This study examines atmospheric structures causing convective development in the events of cloud cluster (CC) over the Korean peninsula using the analysis and forecast data of National Centers for Environmental Prediction (NCEP) climate forecast system reanalysis (CFSR) and observation data. Two CC types—CCs associated with meso-α-scale lows (CCMLs) and mesoscale troughs (CCMTs)—were investigated. The common atmospheric structure for convective development in CC events is comprised of i) a strong southwesterly band (SWB; a region with southwesterly wind speeds >12.5 m s⁻¹) in the lower troposphere upstream of CCs with a mesoscale convergence zone in its exit area, ii) a layer of high-θ_e air in the lower troposphere near the surface extending from the southwest to SWB exit, iii) elevated height of maximum θ_e in the lower troposphere near and over the convergence zone, above which a convectively unstable layer exists. Generality of the above-described structure has been demonstrated via examination of composite fields. SWB plays a major role in producing the structure for convective development in CC events over the Korean peninsula mainly through i) advection of high-θ_e air from the southwest, and ii) significant horizontal convergence in the exit area, which can facilitate convection initiation. The two types of CC show notable differences in atmospheric structure across the boundary between high-θ_e air from the southwest and low-θ_e air in the northeast and in the mode of high-θ_e air transport to the region of convective development. The boundary is generally tilted northeastward with height for CCML cases, whereas it is nearly vertical for the majority of CCMT cases. This study indicates that, despite the above-mentioned differences, convective developments in both CC types can be considered as elevated convection that occurs as air parcels in an elevated layer of convective instability are lifted by upward motion in the convergence zone. For both types of CC, differential θ_e advection plays the key role for the occurrence of elevated layer of convective instability. And θ_e front in CCML events indicates the presence of elevated convective instability above it and the possibility of elevated convection provided that a lifting mechanism is available.

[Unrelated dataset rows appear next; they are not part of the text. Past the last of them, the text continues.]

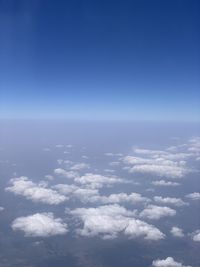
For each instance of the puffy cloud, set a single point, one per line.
(97, 180)
(160, 170)
(170, 200)
(65, 189)
(79, 166)
(40, 224)
(164, 183)
(59, 146)
(67, 174)
(49, 177)
(156, 212)
(121, 197)
(111, 220)
(35, 192)
(168, 262)
(158, 162)
(176, 231)
(194, 196)
(196, 235)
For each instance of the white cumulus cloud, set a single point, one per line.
(35, 192)
(194, 196)
(170, 200)
(111, 220)
(156, 212)
(164, 183)
(40, 224)
(176, 231)
(168, 262)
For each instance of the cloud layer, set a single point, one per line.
(40, 224)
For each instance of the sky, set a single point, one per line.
(74, 195)
(118, 60)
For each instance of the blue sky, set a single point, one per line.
(135, 60)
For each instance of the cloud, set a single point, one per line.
(176, 231)
(97, 180)
(170, 200)
(196, 235)
(168, 262)
(49, 177)
(194, 196)
(80, 166)
(156, 212)
(171, 164)
(66, 174)
(164, 183)
(159, 170)
(35, 192)
(40, 224)
(110, 221)
(121, 197)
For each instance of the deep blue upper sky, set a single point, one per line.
(100, 59)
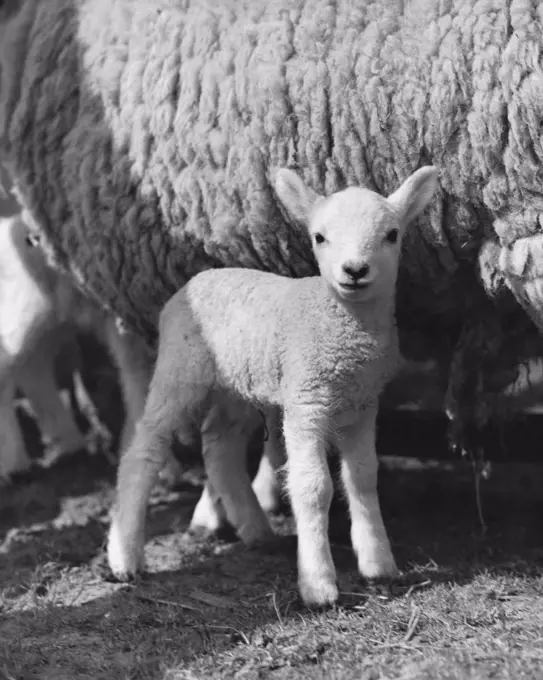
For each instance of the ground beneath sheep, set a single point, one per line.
(467, 606)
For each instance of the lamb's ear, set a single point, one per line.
(297, 198)
(415, 193)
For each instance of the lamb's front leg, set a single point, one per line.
(359, 467)
(311, 489)
(266, 484)
(138, 472)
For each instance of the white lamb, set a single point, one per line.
(321, 348)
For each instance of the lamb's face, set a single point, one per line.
(356, 237)
(356, 233)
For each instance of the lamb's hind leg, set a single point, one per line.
(266, 484)
(226, 431)
(359, 473)
(311, 489)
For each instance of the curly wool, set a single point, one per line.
(142, 138)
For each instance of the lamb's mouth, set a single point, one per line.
(353, 287)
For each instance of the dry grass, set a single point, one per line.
(466, 606)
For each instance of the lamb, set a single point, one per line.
(320, 348)
(143, 152)
(40, 310)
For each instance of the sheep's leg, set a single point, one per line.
(13, 455)
(266, 483)
(60, 432)
(208, 516)
(359, 466)
(225, 438)
(311, 489)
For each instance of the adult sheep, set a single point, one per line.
(142, 138)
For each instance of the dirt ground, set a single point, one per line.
(468, 605)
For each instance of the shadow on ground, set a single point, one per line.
(217, 609)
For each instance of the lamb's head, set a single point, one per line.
(357, 233)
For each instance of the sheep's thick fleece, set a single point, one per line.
(142, 138)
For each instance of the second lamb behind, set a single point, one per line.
(321, 348)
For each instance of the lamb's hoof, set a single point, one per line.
(125, 562)
(318, 594)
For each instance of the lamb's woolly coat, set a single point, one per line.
(142, 137)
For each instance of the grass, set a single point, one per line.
(467, 605)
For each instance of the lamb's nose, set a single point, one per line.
(355, 270)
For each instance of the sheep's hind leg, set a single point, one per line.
(266, 484)
(359, 466)
(226, 433)
(311, 489)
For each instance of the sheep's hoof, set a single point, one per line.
(125, 561)
(319, 593)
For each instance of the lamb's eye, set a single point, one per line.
(392, 236)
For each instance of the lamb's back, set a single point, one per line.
(241, 316)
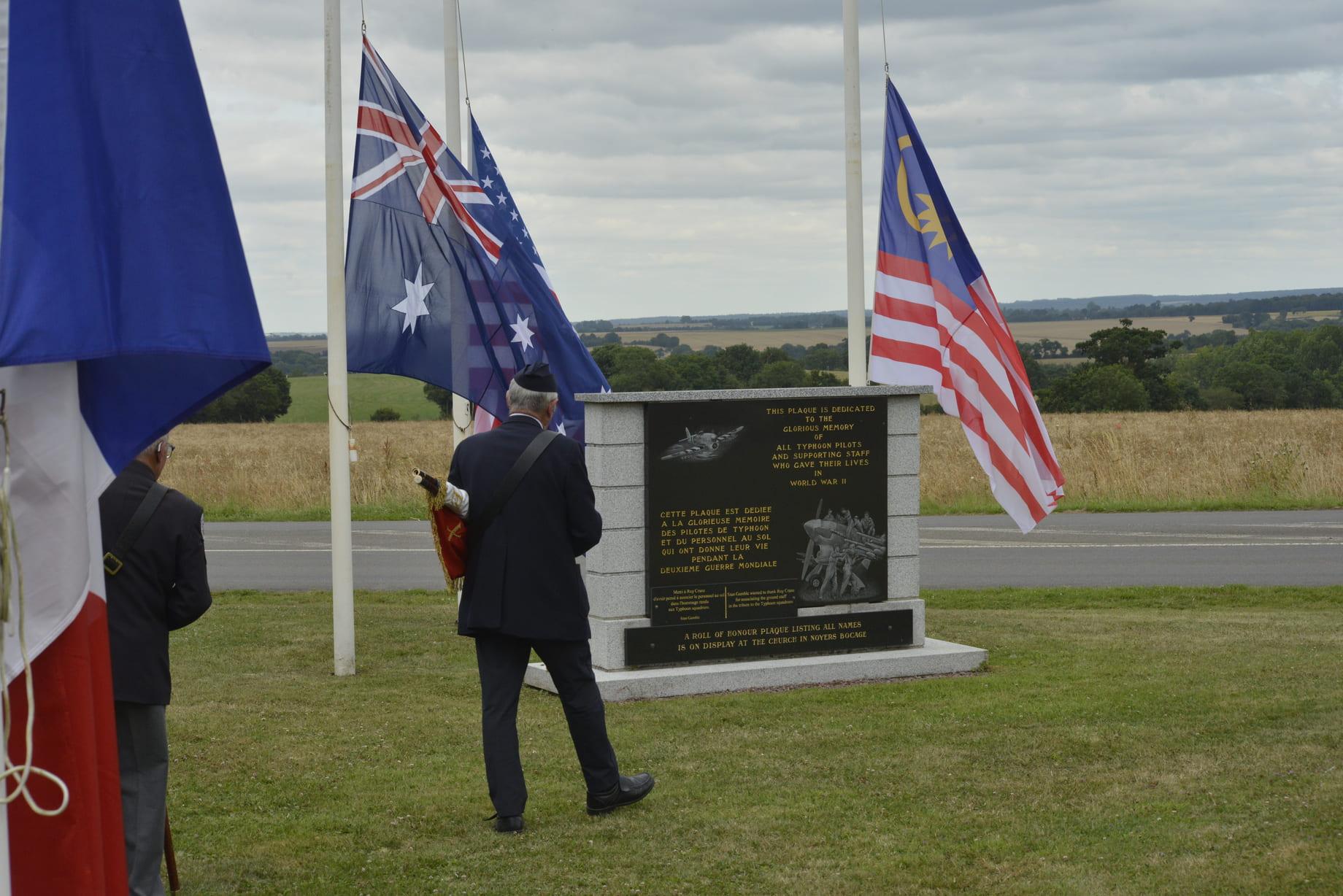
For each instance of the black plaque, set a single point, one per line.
(715, 641)
(756, 508)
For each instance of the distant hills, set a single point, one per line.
(1142, 298)
(1066, 308)
(1116, 303)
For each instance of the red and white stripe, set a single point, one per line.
(924, 335)
(57, 474)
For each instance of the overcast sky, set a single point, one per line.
(688, 158)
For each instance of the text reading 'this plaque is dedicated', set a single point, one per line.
(756, 508)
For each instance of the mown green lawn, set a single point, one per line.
(1161, 741)
(367, 394)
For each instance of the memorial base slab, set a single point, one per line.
(932, 659)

这项研究使用国家环境预测中心（NCEP）气候预测系统再分析（CFSR）的分析和预报数据以及观测数据，研究了朝鲜半岛云团（CC）事件中引起对流发展的大气结构。研究了两种CC类型-与中α尺度低点（CCML）和中尺度低谷（CCMT）相关的CC。CC事件中对流发展的常见大气结构包括：i）CCs上游对流层低层的强西南风带（SWB；西南风速> 12.5 m s ^-1的区域），其出口区域有中等规模的汇聚带，ii）高_θe层低对流层中从西南向西南向西南方向延伸的地表附近的对流层中的空气，iii）对流层附近和上方的对流层中最大对流层最大_θe的高度升高，在其上方存在对流不稳定层。上述结构的一般性已经通过研究复合领域得到了证明。SWB在产生朝鲜半岛CC事件中对流发展的结构中起主要作用，主要是通过以下方式：i）来自西南的高_θe空气对流，以及ii）出口区域明显的水平会聚，这可以促进对流的启动。这两种类型的CC的显示在大气结构跨越边界高-θ之间的显着差异_Ë空气从西南和低θ_Ë在东北和在高θ的模式空中_ë空运到对流发展的区域中。对于CCML案例，边界通常向东北倾斜，并具有高度，而对于大多数CCMT案例，边界几乎是垂直的。这项研究表明，尽管存在上述差异，但两种CC类型的对流发展都可以看作是对流发展，这是由于会聚区中向上运动引起的对流不稳定性升高层中的空气包裹而引起的。对于两种类型的CC，微分_θe对流在对流不稳定性升高层的发生中起关键作用。和_θe CCML事件中的“前”表明存在高于其的对流不稳定性，并且存在对流不稳定的可能性，前提是可以使用举升机构。